1. Project Structure

  • src/: The self-hosted compiler source code:
    • compiler.kai: Main compiler driver and command-line entrypoint.
    • lexer.kai: Lexical analyzer converting source code to tokens.
    • parser.kai: Parser converting tokens to AST nodes. Supports parsing traits, generics, error unions, block curly braces, and inline assembly.
    • type_checker.kai: Resolves types, tracks mutability/move semantics, and validates symbol scopes.
    • codegen.kai: Transpiles the AST to highly portable C code.
    • ast_nodes.kai & token_defs.kai: AST node structure and token type definitions.
    • symbol_table.kai: Manages scopes and variable descriptors.
  • std/: The standard library:
    • std/core/allocator.kai: Allocators and memory management.
    • std/collections/: Core collections (ArrayList, HashMap, StringBuilder).
    • std/io/: Basic I/O and file handling.
  • compiler_bootstrap.c: The verified C transpilation output of the compiler, used as the zero-dependency bootstrapper.

2. Current Implementation Status

A. Unified Pointer System (Option A)

  • Types: We only have *T (const/immutable pointer) and *mut T (mutable pointer). Legacy references (&T / &mut T) are mapped to pointers in the parser.
  • Address-Of: &x automatically infers pointer mutability (*mut T if the target is a var, *T if the target is a let).
  • Dereference: *ptr is safe by default and does not require an unsafe block.
  • Type Checking: Strict type checking prevents assigning *T to *mut T (const correctness).

B. Transpiler Feature Alignment

The self-hosted compiler supports all core language features 1:1 with the Python reference backend, including:

  • Struct/Enum factory constructors (e.g., ArrayList<Int>(&allocator)).
  • Semicolons and curly brace delimiters.
  • C-style sizeof(Type) parsing and codegen.
  • Slices, ranges, array literals, and tuple initialization expressions.
  • GCC Inline Assembly (asm) blocks with volatile prefixes, inputs, outputs, and clobbers.

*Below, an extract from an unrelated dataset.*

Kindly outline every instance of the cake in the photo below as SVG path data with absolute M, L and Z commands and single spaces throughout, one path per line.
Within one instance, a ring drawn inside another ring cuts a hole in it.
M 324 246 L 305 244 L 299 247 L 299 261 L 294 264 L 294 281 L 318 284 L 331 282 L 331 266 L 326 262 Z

3. How to Bootstrap & Compile

To build the compiler from scratch without any pre-existing binaries or Python dependencies:

Step 1: Build the Bootstrap Compiler

Compile the C bootstrap file directly using clang or gcc:

clang -O3 compiler_bootstrap.c -o ./kai_bootstrap

Step 2: Recompile the Compiler from Source (Self-Hosting)

Compile the Kai source files using the bootstrapped compiler binary:

./kai_bootstrap src/compiler.kai -o ./kai

Step 3: Verify the Compiler (Stage 2)

Verify that the new compiler binary is functional by compiling a target program or recompiling itself:

./kai src/compiler.kai -o ./kai_self_compiled

4. Next Action Plans / Roadmap

For the next agent working on this codebase, the priorities are:

  1. Error Unions implementation (Phase 3):
    • Implement status-integer error unions (T!E), restoring the try / catch propagation check logic natively inside the self-hosted type checker and C code generator.
  2. Standard Library Expansion:
    • Add native networking, threading wrappers, and standard formatting routines directly into the std/ directory.
  3. Compiler Speed Optimizations:
    • Modifier compiler structures (e.g., AST pooling, string allocation) to increase the self-compilation throughput.

About

Welcome to the self-hosted version of the Kai systems programming language compiler!